Today as expected, PM Johnson told MPs that he had “tasked officials to draw up proposals to ensure that in future those found guilty of the most serious sexual and violent offences are required to serve a custodial sentence that truly reflects the severity of their offence and policy measures that will see a reduction in the number of prolific offenders”. Whatever else they might achieve, these priorities for government will almost certainly place yet more pressure on the prison service. So too of course will pumping funds into the police.

Average sentence lengths for sexual and violent offences have risen sharply since 2010- from 49 to 61 months for sex and 20.8 to 23.5 months for violence.

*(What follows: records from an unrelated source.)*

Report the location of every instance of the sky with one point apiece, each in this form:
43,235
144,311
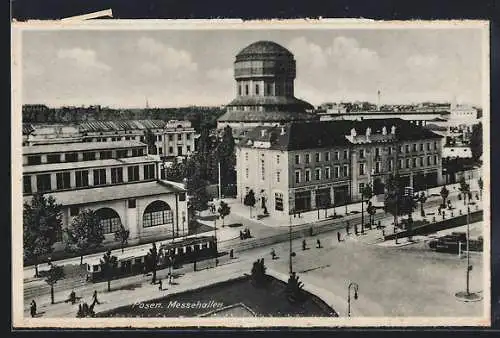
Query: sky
173,68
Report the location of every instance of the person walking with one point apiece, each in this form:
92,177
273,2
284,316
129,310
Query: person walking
94,297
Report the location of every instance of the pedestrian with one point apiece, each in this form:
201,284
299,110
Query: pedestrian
94,297
33,308
318,243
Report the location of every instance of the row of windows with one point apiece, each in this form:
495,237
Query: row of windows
338,172
87,156
63,179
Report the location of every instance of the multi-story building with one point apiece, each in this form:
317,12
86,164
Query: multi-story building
264,72
304,166
178,139
116,179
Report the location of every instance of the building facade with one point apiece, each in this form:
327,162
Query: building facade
307,166
118,180
264,73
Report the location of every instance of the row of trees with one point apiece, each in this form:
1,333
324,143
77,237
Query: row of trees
42,228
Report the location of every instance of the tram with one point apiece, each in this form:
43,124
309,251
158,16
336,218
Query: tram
174,253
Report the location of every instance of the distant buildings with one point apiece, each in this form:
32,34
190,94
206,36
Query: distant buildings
264,72
116,179
305,166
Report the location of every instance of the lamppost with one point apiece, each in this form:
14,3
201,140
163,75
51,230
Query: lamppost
355,287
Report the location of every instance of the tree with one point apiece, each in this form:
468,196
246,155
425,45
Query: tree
41,225
476,141
85,232
108,266
122,236
250,200
224,210
150,138
444,194
464,188
258,273
55,274
480,183
152,259
366,193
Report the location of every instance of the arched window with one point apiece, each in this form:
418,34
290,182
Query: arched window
157,213
109,219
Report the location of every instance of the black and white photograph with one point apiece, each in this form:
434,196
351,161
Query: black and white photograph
242,174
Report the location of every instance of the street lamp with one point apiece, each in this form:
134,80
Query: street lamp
355,287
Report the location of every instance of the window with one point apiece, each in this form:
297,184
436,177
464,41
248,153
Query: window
133,173
73,211
54,158
121,153
362,169
346,170
63,181
131,203
278,201
137,152
88,156
336,172
328,173
43,183
317,174
82,178
27,184
105,155
33,160
149,171
308,175
116,175
71,157
99,176
297,176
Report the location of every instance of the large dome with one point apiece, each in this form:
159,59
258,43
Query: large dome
263,50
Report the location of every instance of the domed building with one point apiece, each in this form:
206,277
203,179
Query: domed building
264,72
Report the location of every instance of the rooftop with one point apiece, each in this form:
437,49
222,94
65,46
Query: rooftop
109,193
49,167
311,135
79,146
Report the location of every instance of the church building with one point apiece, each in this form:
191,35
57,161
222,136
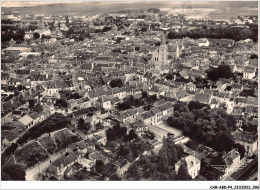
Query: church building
162,55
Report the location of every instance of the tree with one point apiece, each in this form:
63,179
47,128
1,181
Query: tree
240,149
36,35
116,83
183,174
179,150
81,123
253,56
144,94
133,171
61,103
99,165
196,105
169,76
13,172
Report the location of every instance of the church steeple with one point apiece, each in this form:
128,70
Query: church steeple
163,39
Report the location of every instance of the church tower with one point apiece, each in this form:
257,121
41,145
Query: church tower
160,56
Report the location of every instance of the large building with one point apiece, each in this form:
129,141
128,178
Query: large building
160,56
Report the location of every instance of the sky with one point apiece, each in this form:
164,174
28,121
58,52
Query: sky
38,3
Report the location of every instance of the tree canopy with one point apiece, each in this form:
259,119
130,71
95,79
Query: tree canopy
116,83
223,71
13,172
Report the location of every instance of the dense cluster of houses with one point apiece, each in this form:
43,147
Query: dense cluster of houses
37,74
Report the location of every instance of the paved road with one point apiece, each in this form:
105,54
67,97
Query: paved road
32,174
254,177
246,171
172,130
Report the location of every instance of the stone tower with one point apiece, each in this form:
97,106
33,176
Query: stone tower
160,56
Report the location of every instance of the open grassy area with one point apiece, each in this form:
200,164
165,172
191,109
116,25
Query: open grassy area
64,138
30,155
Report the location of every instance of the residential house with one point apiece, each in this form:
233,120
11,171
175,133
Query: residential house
26,121
248,140
203,97
232,161
193,165
249,73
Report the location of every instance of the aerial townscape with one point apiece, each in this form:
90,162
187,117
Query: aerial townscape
139,92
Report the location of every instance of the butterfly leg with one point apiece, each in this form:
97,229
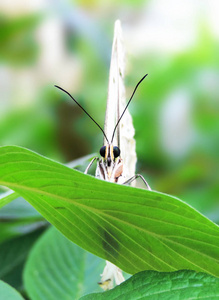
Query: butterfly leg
90,164
135,177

England and Wales have more life sentence prisoners than the rest of Europe, with average tariffs almost twice as high as they were in 2003. So, what’s Johnson's thinking?

Tories have long been uncomfortable with automatic release of most determinate sentenced offenders at the half way point. Back in 2008 they pledged to “introduce honesty in sentencing so courts set a minimum and a maximum period, with no possibility of parole until the minimum has been served." Grayling and Gove mulled an earned release system. Maybe we are in for one or both of these options. Expect too, further extensions to the scope of the unduly lenient sentence scheme. 

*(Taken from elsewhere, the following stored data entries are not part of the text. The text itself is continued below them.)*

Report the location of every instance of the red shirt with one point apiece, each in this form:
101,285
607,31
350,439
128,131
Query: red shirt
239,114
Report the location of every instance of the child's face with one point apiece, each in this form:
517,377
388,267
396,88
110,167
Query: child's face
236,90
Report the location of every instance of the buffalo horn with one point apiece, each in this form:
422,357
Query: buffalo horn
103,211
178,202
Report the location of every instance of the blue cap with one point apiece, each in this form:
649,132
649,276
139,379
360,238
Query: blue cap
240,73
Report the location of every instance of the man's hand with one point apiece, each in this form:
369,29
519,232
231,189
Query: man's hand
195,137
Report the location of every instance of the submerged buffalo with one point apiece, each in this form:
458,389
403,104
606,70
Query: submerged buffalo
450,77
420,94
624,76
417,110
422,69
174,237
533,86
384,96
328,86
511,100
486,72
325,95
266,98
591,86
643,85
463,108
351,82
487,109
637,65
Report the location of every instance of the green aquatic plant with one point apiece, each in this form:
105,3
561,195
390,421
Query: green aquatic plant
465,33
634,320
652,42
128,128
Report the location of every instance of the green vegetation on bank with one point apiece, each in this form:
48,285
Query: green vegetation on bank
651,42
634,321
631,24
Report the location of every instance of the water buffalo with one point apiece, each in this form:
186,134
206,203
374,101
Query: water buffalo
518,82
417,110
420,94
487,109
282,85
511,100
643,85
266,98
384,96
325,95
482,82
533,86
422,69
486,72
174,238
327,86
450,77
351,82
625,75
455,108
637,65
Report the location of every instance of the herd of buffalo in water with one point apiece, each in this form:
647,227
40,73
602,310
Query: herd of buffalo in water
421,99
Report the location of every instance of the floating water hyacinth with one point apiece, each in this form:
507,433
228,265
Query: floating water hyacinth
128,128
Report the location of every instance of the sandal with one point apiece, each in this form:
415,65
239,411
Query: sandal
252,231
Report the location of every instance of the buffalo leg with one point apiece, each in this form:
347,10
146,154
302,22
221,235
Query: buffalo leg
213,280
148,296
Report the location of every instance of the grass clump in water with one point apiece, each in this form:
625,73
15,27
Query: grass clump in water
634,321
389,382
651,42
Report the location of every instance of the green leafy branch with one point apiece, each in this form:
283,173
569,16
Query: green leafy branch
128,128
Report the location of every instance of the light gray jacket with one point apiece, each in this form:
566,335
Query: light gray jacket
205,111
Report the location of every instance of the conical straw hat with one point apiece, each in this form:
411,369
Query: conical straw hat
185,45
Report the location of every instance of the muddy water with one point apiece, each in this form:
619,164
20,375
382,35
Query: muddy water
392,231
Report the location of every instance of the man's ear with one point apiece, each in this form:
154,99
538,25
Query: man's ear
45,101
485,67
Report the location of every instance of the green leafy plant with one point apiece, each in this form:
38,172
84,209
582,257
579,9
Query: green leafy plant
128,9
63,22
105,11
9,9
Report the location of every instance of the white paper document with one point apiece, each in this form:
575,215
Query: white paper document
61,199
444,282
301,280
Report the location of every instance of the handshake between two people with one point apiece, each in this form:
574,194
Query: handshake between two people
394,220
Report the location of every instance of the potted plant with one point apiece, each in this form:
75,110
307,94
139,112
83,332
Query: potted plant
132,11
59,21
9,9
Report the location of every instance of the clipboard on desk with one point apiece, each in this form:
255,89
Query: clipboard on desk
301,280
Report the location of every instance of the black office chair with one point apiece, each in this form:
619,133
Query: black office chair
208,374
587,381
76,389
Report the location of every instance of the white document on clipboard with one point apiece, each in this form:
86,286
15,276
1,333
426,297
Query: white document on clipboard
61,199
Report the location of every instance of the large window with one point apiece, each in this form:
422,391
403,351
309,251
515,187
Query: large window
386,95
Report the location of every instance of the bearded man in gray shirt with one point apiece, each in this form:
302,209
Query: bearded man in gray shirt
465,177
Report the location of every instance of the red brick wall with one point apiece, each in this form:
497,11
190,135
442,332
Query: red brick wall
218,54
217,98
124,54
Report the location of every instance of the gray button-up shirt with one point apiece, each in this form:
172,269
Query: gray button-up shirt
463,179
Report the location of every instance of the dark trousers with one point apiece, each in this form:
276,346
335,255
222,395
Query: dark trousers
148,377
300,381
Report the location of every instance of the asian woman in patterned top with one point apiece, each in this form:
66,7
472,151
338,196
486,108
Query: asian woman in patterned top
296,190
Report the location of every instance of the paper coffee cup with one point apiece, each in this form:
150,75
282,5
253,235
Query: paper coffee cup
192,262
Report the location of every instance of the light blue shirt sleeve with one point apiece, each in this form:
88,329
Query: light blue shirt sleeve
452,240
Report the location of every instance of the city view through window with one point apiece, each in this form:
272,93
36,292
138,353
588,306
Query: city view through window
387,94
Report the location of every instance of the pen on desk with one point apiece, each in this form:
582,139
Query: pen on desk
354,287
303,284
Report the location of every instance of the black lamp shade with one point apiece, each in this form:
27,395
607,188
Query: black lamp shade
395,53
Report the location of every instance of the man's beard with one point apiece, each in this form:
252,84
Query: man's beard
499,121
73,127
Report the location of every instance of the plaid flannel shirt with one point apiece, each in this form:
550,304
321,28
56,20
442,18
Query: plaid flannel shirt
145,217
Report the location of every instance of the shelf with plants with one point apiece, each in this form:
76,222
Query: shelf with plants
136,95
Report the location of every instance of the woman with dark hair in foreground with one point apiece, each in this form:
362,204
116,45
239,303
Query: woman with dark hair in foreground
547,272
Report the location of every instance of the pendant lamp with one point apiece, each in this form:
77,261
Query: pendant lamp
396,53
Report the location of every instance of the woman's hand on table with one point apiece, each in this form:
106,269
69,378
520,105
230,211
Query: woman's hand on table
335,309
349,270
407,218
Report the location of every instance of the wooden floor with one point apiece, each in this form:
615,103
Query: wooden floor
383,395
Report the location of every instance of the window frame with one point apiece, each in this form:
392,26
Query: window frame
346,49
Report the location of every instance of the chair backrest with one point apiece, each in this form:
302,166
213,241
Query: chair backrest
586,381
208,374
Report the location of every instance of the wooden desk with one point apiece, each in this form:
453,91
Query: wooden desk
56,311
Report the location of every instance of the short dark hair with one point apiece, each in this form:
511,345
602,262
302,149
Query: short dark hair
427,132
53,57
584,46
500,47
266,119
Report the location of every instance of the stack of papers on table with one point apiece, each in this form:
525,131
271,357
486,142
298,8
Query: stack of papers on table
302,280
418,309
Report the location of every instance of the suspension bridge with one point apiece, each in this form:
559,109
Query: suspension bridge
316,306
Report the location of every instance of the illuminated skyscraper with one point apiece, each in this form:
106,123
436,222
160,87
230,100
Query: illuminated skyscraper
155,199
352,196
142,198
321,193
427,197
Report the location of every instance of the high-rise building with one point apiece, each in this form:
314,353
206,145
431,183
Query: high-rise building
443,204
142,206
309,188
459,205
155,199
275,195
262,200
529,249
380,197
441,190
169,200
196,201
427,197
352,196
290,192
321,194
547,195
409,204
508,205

Johnson will be alive to the electoral appeal of these kind of changes. His views may also have been shaped by his partner Carrie Symond's awful experience- as a 19 year old-  as one of the many victims of John Worboys. She certainly felt that “the justice system and the Parole Board let us down", helping to fund raise for the Judicial Review of the latter's decision that Worboys should be freed.  Can we expect further reform of the Board? 

On prolific offenders, the 2015 Tory manifesto promised “a new semi-custodial sentence …allowing for a short, sharp spell in custody to change behaviour”. Briefings afterwards revealed that so called flash incarceration will mean “persistent vandals, shoplifters and drug addicts will spend two nights in a police cell under Conservative plans”. Despite it's impracticality , is this "swift and certain punishment" back on the cards? Or can we hope for something more measured building on the public health approach?

Think tanks Policy Exchange and the Centre for Social Justice are each likely to claim the role of midwives for any policy of “swift and certain" with Crest Advisory currently working on proposals. The first two as least have extolled the virtues of Hope Probation, a tough love programme piloted in Hawaii which involves probation supervision accompanied by frequent drug testing. Failures lead to immediate but short terms of detention. Research has found impressive outcomes in terms of reduced drug use and jail time.  Because of its success, the short terms of detention imposed on programme failures require fewer prison beds in Hawaii than do the longer sentences served by those who fail normal probation supervision.  

Despite the research, I have been a bit sceptical about the wisdom of importing the approach in the UK. Some observers at least, while acknowledging the impact that Hope has had in Hawaii, question whether that is enough to justify its “correctional popularity”. Frank Cullen and colleagues at the University of Cincinnati point to “uncritical acceptance and importation of the programme to the U.S. mainland” and argue that several uncertainties about the programme may potentially compromise its effectiveness in other jurisdictions, thus offering false hope as a new paradigm.

Whatever happens it’s hard to see David Gauke’s consultation paper on limiting short prison sentences seeing the light of day. In a worst case, we'll see more short sentences for petty prolific offenders and more long ones for serious offences. Let's hope Buckland can find a way to prevent that outcome.